Monday, November 19, 2012

Fear of Rupture

I received a Facebook message from someone wanting to have a VBA2C, but dealing with a lot of fear.  I sent the message on to Abbey Robinson. I asked if I could post it here.  I hope you will find it helpful if you too are wanting a VBAC but dealing with the fear that is spoon-fed to our VBAC mamas.

First of all, congratulations on your pregnancy.  I, personally, had a VBA3C so I can definitely understand where you are coming from.  VBAC is a huge commitment and learning everything you can about the process is crucial to success.

I think that it’s normal to be fearful when you hear so many scary stories on the internet and through friends, family, and acquaintances.  From what I am hearing, your major concern is that you may not know/feel when/if you have a uterine rupture.  I will try to address this for you.

I never speak in absolutes regarding anything, so I’m not one of those people who will reassure you that there is no risk and everything will be fine.  Simply being pregnant and carrying a baby has risk.  Having a 3rd c/section places you at risk for many complications, much more than your 1st c/section would have been likely to cause.  Your risk of 
•    major complications is a whopping 7.5% (including but not limited to are listed as  uterine rupture, hysterectomy, additional surgery due to hemorrhage, injury to the bladder or bowel, thromboembolism, and/or excessive blood loss.)
•    Placenta accreteta: 0.57%
•    Risk of hysterectomy: 0.9%
•    Risk of blood transfusion: 2.26%
•    Risk of dense adhesions: 32.2%  (can cause life long pain/bladder and bowel problems/back pain (from everything sticking together) and will heavily complicate any future c/sections)  If you want statistics on a 4th c/section (if you plan to have more children, let me know.  The risk goes up many more times for each complication)

That leaves you with VBA2C and the risk of “uterine rupture”.

There was an Australian study of over 29,000 women who spontaneously went into labor where the risk of UR without augmentation (pitocin, prostaglandins, cytotec, etc.) with one prior incision was found to be a very low 0.15%  Once you introduce labor augmenting and induction drugs, the risk of uterine rupture increases to 1.91%.  HUGE difference.  From the studies that have been done on VBA2C or more, there isn’t much difference in the UR rates.  Cochrane reviews have identified true UR rates to be around 0.4% when no augmenting drugs were used.  Most of those cases were uneventful and mother and baby were healthy and fine.

SOOOOO, now that we’ve established that statistically, you have much better odds of having a VBAC with no uterine rupture than the risks of having a 3rd c/section, let’s talk about what you might feel and how to identify a UR.

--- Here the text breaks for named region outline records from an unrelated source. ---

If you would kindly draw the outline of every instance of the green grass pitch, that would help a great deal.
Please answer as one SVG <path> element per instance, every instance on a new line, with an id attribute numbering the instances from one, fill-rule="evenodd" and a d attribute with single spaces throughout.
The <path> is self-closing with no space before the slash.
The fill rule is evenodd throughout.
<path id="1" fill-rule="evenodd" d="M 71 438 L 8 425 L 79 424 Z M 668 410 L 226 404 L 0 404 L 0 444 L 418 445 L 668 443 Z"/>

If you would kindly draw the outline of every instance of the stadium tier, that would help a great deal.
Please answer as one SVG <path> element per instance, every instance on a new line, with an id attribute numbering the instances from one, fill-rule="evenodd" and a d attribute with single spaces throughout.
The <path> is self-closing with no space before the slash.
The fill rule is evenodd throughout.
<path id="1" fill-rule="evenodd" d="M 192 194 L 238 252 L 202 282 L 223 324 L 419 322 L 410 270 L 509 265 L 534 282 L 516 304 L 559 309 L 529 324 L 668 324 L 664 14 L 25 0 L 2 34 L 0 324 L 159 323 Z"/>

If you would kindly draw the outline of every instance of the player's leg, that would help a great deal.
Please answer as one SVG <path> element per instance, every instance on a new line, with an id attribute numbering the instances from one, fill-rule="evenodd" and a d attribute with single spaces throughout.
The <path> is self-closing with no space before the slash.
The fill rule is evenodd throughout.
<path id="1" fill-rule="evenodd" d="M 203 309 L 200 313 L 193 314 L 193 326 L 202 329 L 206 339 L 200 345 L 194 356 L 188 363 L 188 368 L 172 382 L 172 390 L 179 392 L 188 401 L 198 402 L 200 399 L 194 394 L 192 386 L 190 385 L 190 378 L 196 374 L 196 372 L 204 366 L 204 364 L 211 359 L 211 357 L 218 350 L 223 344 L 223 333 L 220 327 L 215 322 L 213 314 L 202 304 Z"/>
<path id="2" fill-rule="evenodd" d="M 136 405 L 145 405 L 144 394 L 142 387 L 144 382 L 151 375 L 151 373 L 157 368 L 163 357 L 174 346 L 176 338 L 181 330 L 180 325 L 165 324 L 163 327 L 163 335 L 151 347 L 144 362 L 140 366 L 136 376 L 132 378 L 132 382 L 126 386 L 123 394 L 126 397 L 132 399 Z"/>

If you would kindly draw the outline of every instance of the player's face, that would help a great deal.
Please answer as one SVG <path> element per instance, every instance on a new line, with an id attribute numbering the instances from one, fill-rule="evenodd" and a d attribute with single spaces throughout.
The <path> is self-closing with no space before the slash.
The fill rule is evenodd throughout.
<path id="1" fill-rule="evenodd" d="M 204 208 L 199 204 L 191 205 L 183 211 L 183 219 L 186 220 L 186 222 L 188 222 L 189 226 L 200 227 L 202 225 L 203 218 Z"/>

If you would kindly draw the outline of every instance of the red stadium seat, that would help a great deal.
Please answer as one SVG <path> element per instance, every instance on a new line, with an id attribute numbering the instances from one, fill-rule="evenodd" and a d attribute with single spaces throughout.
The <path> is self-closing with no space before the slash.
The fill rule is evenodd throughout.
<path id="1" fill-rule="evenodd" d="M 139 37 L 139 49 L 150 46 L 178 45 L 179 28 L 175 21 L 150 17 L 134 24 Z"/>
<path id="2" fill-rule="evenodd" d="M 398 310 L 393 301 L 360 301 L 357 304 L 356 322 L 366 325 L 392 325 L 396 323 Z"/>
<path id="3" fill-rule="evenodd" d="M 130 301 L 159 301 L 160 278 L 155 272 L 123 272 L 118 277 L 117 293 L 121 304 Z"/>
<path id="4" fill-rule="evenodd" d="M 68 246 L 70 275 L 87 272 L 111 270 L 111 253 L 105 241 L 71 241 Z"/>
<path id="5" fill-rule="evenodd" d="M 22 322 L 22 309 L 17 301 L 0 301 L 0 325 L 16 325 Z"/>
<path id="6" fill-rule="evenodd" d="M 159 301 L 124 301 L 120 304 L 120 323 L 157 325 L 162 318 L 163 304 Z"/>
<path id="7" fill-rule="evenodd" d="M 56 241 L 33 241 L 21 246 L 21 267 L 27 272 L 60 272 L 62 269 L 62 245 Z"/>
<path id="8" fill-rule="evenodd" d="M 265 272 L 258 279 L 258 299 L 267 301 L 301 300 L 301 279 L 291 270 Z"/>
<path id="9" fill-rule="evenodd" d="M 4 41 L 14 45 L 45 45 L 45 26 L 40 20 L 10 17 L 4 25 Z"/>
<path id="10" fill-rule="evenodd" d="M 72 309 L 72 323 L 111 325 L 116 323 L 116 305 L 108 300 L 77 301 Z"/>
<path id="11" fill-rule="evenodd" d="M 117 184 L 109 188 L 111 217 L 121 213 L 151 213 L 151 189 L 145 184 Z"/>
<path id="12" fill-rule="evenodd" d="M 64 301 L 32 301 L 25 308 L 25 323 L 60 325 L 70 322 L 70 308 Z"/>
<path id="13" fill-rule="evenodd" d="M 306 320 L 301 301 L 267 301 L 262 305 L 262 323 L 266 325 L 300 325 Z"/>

Much of what we refer to as ‘uterine rupture’ is what is medically known as ‘dehiscence’ or a ‘uterine window’.  This is where the scar tissue begins to separate but a thin piece of tissue is left so the muscle doesn’t completely rupture but it’s so thin you might even be able to see through it.  Even though this ‘window’ is included in the statistics for ‘rupture’ when it is identified (usually when a mother is having a RCS either scheduled or after a trial of labor) It has mostly been found as harmless…usually no repair or special care is needed and it heals on it’s own.  There’s not enough information to know if it increases your risk of rupture for the next pregnancy or not.  But if you didn’t have it last time, there is no reason to believe you will this time.

Sometimes a rupture is painful.  Sometimes there is absolutely no doubt that you are having one, but as you have found out, it’s not always that way.

What WILL happen is your body will act differently.  If your uterus has a tear, it will not function like it did before.  It may become boggy and limp.  It may suddenly change shape.  You will probably have actual bleeding (bright red blood rather than normal bloody show).  As long as you are not medicated (don’t have an epidural or narcotics) you will feel that something is different. 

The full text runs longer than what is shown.